After a three-day trial in Nashville, Tenn., RaDonda Vaught (aged 38 and a resident of Bethpage, New York), a former nurse who was legally charged for a deadly drug error in 2017, was found guilty of gross negligence of an impaired adult and negligent murder on Friday.
Charges on the ex-nurse RaDonda Vaught:
According to sentencing instructions issued by the Nashville district attorney’s office, Vaught faces three to six years in jail for neglect and one to two years for negligent homicide as a defendant with no past convictions. Vaught is set to be sentenced on May 13, and her sentences are expected to run consecutively, according to Steve Hayslip, a spokesman for the district attorney.

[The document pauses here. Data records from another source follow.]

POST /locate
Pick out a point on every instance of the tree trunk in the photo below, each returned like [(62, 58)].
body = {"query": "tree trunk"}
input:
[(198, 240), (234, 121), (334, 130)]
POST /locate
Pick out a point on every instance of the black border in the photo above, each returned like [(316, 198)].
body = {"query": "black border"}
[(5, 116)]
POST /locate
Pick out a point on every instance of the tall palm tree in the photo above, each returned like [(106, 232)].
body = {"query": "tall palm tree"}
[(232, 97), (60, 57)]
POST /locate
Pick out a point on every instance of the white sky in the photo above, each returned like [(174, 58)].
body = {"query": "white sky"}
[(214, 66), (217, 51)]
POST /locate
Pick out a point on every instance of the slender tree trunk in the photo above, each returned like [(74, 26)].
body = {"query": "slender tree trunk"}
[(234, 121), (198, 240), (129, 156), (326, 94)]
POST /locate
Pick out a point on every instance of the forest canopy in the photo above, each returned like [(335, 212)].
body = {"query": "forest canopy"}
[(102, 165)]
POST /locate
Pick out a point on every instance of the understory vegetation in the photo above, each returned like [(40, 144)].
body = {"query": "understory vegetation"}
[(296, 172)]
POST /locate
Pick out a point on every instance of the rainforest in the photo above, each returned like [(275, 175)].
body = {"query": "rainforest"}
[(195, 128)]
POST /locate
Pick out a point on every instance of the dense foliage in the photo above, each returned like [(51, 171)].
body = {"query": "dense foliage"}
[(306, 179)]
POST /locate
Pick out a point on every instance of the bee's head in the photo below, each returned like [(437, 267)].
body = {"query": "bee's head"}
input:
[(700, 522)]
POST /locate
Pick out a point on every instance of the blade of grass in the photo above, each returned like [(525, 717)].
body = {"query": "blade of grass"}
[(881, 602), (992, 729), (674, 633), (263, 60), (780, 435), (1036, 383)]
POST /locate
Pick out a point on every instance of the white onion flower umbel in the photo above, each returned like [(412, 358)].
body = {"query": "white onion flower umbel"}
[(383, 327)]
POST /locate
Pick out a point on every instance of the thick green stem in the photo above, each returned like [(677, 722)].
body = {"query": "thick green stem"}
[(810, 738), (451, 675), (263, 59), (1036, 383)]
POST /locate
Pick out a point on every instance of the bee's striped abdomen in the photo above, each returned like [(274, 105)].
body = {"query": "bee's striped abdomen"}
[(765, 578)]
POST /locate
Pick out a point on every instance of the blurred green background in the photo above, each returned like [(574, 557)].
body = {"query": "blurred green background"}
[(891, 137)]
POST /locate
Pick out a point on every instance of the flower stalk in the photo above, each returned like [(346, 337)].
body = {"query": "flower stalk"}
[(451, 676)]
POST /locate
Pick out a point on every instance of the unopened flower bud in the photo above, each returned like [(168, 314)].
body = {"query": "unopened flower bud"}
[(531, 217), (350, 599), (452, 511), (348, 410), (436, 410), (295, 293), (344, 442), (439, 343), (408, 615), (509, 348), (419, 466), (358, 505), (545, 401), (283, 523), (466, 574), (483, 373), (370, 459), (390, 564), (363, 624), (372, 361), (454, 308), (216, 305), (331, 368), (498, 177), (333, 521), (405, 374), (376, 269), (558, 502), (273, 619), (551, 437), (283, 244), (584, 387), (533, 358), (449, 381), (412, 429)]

The case of RaDonda is now watched by everyone with their viewpoints on the same. Nurses and medical professionals across the country of U.S and worldwide have been keenly following Vaught’s trial, with many fearing that it would set a precedent criminalizing medical error. Medical errors are typically handled by professional licensing boards or civil courts, with criminal cases like Vaught’s being relatively uncommon. The founder of Show Me Your Stethoscope, Ms. Janie Garner commented on the same and said the conviction to have chilling effect on the nurses especially in the country. “Healthcare has just altered forever. You can’t trust people to tell the truth anymore because they’ll incriminate themselves,” expressed the founder after the verdict.
According to a report filed in her court case, the nurse ignored many warning indicators when she removed the wrong drug — including the fact that Versed is a liquid and vecuronium is a powder and then injected Murphey (a 75-year-old man who was admitted for brain injury) before leaving her to be scanned. Murphey was found dead already after the error was observed.
Intellectual’s views on RaDonda Vaught’s case:
Many officials and intellectual are putting forward their views on the matter as it is of great concern. Chad Jackson, Assistant District Attorney compared RaDonda Vaught to a drunk driver who killed a bystander and added that the nurse was “worse” because she was “driving with her eyes closed.”
The American Nurses Association expressed similar worries about Vaught’s conviction, saying it sets a “dangerous precedent by criminalizing the honest reporting of mistakes.” According to the statement, some medical errors are “inevitable, and there are more effective and just ways” to handle them than criminal prosecution.